Post

A Classifier That Reads No Articles Still Hits F1 = 1.000 on This Fake News Benchmark

On a 44,898-article Kaggle fake news dataset, a TF-IDF classifier using only the subject and date fields reaches F1 = 1.000. The text-based headline model lands at 0.9980. That gap is the real finding.

A Classifier That Reads No Articles Still Hits F1 = 1.000 on This Fake News Benchmark

A linear classifier trained on the Bisaillon Fake and Real News Kaggle corpus reaches F1 = 0.9980 on a stratified 1,993-row holdout. That number looks good. The same classifier, with the article text stripped out and only the subject and date fields retained, reaches F1 = 1.0000 on the same holdout. That number is the real finding.

The rest of this post is the argument that a benchmark which can be solved without reading a single article is not, in any useful sense, a fake-news-detection benchmark. It is a source-identification benchmark wearing a fake-news label. Whether that distinction matters depends on what you want to do with the model.

The dataset

The corpus is Clément Bisaillon’s Fake and Real News Dataset, distributed on Kaggle as two CSV files with labels assigned by file of origin (Bisaillon, 2020). Fake.csv carries 23,481 articles labeled fake; True.csv carries 21,417 articles labeled real. Combined rows: 44,898. Class share: 52.3 percent fake against 47.7 percent real.

Bar chart showing the near-even 52.3/47.7 class balance between fake and real articles across the 44,898-row corpus.

Class share is close enough to even that accuracy and F1 track together. The majority-class baseline floors at F1 = 0.6682, which is the number any real model has to clear.

Three data-quality findings condition the rest of the work. The corpus contains 211 exact duplicates. A further 631 rows have empty or near-empty body text. The date field only parses to a datetime for 33,285 of the 44,898 rows, a 74.1 percent parse rate that is too unreliable to engineer features from. Where date parses, the range runs from May 2015 to December 2017, heavily weighted toward 2017.

The four retained fields are title, text, subject, and date. Each has distinct properties. title and text are the fields you would expect a text classifier to use. subject and date are the fields you would expect to be ignored in a task called “fake news detection.” That expectation is the trap.

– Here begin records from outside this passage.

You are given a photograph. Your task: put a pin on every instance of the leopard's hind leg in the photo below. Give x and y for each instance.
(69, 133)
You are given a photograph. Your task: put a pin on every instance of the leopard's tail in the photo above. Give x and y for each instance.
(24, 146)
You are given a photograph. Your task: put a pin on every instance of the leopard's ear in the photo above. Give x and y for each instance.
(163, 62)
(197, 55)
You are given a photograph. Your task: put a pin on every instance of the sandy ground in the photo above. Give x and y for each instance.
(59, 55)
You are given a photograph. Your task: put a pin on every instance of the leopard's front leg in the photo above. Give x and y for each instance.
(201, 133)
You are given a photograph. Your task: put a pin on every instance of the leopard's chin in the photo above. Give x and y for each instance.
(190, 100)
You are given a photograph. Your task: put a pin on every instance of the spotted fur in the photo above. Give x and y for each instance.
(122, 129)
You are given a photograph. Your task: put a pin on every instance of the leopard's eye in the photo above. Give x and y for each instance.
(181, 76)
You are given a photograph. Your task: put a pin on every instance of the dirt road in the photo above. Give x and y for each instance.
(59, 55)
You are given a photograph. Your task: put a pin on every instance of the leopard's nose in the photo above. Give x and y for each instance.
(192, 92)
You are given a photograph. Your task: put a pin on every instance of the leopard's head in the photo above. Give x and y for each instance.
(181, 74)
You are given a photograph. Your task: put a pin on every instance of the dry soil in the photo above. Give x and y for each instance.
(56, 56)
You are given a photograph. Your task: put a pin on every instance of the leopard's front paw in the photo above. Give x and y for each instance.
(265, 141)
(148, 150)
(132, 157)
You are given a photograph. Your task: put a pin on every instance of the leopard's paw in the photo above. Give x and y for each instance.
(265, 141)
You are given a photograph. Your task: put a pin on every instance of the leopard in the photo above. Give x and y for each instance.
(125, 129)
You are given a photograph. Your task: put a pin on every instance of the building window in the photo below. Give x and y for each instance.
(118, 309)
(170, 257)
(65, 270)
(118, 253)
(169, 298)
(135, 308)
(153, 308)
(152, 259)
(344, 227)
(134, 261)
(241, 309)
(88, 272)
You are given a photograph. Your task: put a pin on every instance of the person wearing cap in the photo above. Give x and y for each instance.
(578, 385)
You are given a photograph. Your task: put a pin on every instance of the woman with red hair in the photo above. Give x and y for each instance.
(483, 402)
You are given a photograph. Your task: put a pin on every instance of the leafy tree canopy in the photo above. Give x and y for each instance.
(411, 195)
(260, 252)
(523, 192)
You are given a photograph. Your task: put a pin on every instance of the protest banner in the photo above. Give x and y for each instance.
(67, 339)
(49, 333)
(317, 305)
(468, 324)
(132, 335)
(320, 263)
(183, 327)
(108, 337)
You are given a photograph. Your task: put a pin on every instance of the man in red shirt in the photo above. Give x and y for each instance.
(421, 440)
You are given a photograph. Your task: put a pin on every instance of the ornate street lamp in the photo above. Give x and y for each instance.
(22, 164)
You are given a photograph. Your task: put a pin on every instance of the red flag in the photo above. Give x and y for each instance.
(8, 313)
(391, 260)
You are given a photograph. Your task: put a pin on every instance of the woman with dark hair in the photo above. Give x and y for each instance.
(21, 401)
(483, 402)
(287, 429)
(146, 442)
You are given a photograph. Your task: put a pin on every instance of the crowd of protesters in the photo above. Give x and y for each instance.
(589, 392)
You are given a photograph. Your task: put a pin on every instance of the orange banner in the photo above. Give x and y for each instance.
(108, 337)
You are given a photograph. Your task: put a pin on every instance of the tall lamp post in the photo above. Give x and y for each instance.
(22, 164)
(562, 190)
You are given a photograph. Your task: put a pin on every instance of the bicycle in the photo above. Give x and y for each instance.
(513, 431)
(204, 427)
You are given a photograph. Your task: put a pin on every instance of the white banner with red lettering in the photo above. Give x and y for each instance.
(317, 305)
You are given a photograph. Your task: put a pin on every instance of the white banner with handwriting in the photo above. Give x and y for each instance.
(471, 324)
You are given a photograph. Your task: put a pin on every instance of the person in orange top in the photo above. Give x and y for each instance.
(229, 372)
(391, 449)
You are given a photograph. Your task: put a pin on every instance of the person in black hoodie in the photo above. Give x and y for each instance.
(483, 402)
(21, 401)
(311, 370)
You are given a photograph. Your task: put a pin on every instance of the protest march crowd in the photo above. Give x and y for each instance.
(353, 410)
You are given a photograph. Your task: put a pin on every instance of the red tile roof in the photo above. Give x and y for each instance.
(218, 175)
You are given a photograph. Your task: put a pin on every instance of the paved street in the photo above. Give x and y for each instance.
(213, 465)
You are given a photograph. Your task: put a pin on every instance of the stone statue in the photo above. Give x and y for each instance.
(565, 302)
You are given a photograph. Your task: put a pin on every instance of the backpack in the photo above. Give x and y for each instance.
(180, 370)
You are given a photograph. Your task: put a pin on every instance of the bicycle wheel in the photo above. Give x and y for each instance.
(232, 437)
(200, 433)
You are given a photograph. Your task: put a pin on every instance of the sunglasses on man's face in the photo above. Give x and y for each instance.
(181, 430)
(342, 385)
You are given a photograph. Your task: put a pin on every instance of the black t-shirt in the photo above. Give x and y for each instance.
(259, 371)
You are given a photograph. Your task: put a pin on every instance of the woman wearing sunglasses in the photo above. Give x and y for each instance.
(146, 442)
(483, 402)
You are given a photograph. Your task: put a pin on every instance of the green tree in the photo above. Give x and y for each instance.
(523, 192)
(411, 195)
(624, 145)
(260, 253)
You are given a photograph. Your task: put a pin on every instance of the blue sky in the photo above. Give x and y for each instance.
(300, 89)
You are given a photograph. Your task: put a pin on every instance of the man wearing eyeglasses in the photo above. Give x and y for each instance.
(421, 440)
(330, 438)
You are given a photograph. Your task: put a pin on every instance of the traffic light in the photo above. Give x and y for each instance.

The length signal shows up before any model runs

Box plots of article length by class showing real articles running longer and more consistent in structure than fake articles.

Real articles run longer: median body 362 words against a shorter fake median, with less variance in structure. Length is a classification signal by itself.

Median title length across the corpus is 11 words. Median body length is 362 words. Median combined length is 375. Real articles run longer on average and show more structural consistency than fake articles. That gap is already a feature a TF-IDF model can exploit before it sees a single informative word, because TF-IDF is not length-invariant and longer documents accumulate more discriminative tokens.

None of that is the main problem. It is the warm-up problem.

The subject field is a copy of the label

Here is the table that does all the work in this project.

SubjectRow countSide
politicsNews11,272real
worldnews10,145real
News9,050fake
politics6,841fake
left-news4,459fake
Government News1,570fake
US_News783fake
Middle-east778fake

The top eight categories do not cross the class boundary. politicsNews and worldnews live entirely on the real side. News, politics, left-news, and several smaller categories live entirely on the fake side. The visual:

Stacked bar chart of subject categories colored by class, with no category appearing on both sides of the class boundary.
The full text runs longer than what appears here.